Walking further along the Old Harbour Area, past the Icelandair Marina hotel and the ship yard and along the waterfront to the Maritime Museum, you will have reached the Grandi District. This area is a wonderful example of how tourism is taking over the fishing industry. A host of art galleries and designers‘ workshops are located in disused fishermen‘s baiting sheds or store rooms. Fish processing plants still exist in the area and Grandi is still the hub for fishermen and their catch. Grandagarður consists of a long row of baiting sheds that have been revitalized by artists and designers, bringing art and food to the area.

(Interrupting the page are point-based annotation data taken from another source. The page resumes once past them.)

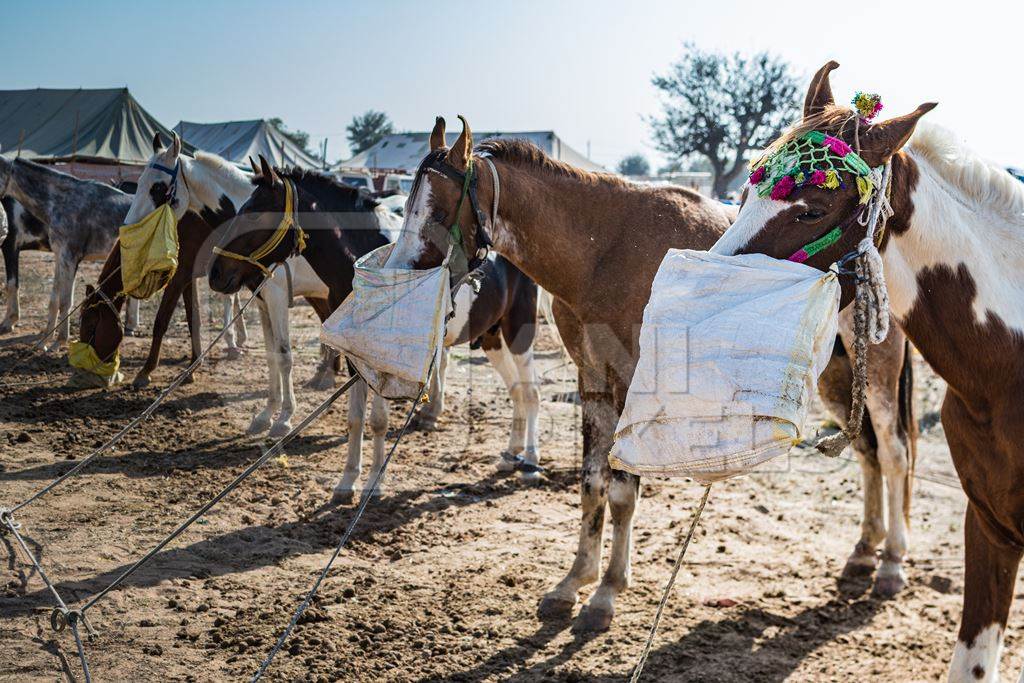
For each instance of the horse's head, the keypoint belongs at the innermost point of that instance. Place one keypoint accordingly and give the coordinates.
(809, 191)
(263, 232)
(99, 324)
(161, 183)
(442, 210)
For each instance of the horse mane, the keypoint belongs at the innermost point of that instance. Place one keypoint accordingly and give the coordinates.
(328, 183)
(982, 181)
(523, 153)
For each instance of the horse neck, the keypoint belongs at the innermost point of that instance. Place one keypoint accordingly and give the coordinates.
(549, 225)
(209, 181)
(950, 267)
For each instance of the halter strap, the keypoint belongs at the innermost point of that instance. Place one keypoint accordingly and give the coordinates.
(288, 222)
(469, 180)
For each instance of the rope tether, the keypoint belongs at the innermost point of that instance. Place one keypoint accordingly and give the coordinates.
(337, 551)
(668, 588)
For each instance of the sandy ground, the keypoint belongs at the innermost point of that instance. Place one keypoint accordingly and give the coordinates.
(442, 577)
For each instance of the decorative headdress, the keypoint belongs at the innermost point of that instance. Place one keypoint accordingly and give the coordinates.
(867, 104)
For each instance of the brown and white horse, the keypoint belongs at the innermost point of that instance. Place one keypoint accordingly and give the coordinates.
(952, 255)
(594, 242)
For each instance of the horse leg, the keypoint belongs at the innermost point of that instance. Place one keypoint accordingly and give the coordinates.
(529, 396)
(598, 421)
(168, 302)
(261, 421)
(378, 429)
(990, 572)
(10, 264)
(241, 331)
(356, 416)
(426, 419)
(885, 368)
(189, 297)
(501, 359)
(60, 301)
(281, 346)
(835, 388)
(330, 363)
(225, 317)
(132, 324)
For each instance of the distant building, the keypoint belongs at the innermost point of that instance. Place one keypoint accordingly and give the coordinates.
(102, 134)
(402, 153)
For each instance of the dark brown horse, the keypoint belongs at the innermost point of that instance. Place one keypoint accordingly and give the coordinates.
(952, 253)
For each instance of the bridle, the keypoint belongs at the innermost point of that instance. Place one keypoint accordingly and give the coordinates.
(437, 161)
(172, 186)
(289, 223)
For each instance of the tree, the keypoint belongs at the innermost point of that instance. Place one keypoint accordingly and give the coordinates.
(723, 107)
(634, 165)
(368, 130)
(300, 137)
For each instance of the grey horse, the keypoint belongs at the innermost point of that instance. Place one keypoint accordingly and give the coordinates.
(75, 219)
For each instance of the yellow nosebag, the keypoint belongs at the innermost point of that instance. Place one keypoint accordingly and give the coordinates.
(148, 253)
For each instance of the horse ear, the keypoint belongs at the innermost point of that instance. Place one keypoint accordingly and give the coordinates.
(819, 93)
(884, 139)
(459, 154)
(437, 135)
(266, 170)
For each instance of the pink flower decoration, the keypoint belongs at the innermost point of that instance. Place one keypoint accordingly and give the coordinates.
(783, 187)
(838, 146)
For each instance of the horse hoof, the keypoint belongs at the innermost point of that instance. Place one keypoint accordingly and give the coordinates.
(555, 608)
(280, 429)
(321, 383)
(859, 565)
(592, 620)
(888, 587)
(423, 424)
(530, 477)
(342, 497)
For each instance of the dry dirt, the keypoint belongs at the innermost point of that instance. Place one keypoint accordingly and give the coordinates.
(442, 577)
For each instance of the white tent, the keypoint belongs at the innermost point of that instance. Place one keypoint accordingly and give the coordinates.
(237, 140)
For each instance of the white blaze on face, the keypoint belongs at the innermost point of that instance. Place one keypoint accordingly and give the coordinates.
(410, 245)
(980, 662)
(754, 215)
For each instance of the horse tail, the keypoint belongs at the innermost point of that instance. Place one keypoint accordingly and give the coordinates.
(908, 425)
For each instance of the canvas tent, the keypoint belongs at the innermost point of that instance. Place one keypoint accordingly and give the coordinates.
(403, 152)
(237, 140)
(103, 126)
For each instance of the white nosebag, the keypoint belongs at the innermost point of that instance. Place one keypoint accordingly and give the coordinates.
(391, 327)
(730, 350)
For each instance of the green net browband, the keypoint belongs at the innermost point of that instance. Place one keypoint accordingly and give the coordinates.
(814, 159)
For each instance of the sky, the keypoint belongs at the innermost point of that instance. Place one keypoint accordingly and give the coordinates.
(582, 69)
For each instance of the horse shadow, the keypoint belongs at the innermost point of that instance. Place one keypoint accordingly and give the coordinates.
(749, 643)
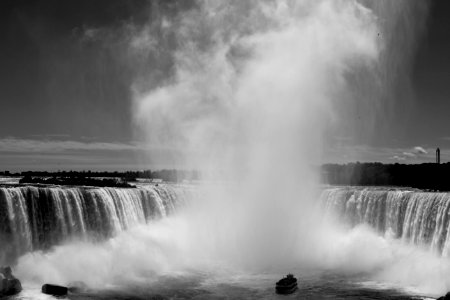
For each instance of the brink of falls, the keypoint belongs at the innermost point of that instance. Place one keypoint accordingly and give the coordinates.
(36, 218)
(417, 217)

Food speciality stores such as Búrið, the cheese specialist or Valdís, the ice-cream connoisseur have their place next to Krinolín, a design store where animal and fish skin, as well as wool and other natural materials, are used to create high fashion items. If you can’t get to see the northern lights on your tour, don’t despair, Aurora Reykjavik at the roundabout on Grandagarður is the perfect substitute to see this celestial spectacle. Moving onto the next street, Fiskislóð, Whales of Iceland has an informative display of life-size whales. Cheaper grocery stores Bónus, Nettó and Krónan are also located on this street. The Grandi District is definitely a place to take your time, relax and shop. Or just sit in the sun at one of the coffee shops and watch the activity in the harbour.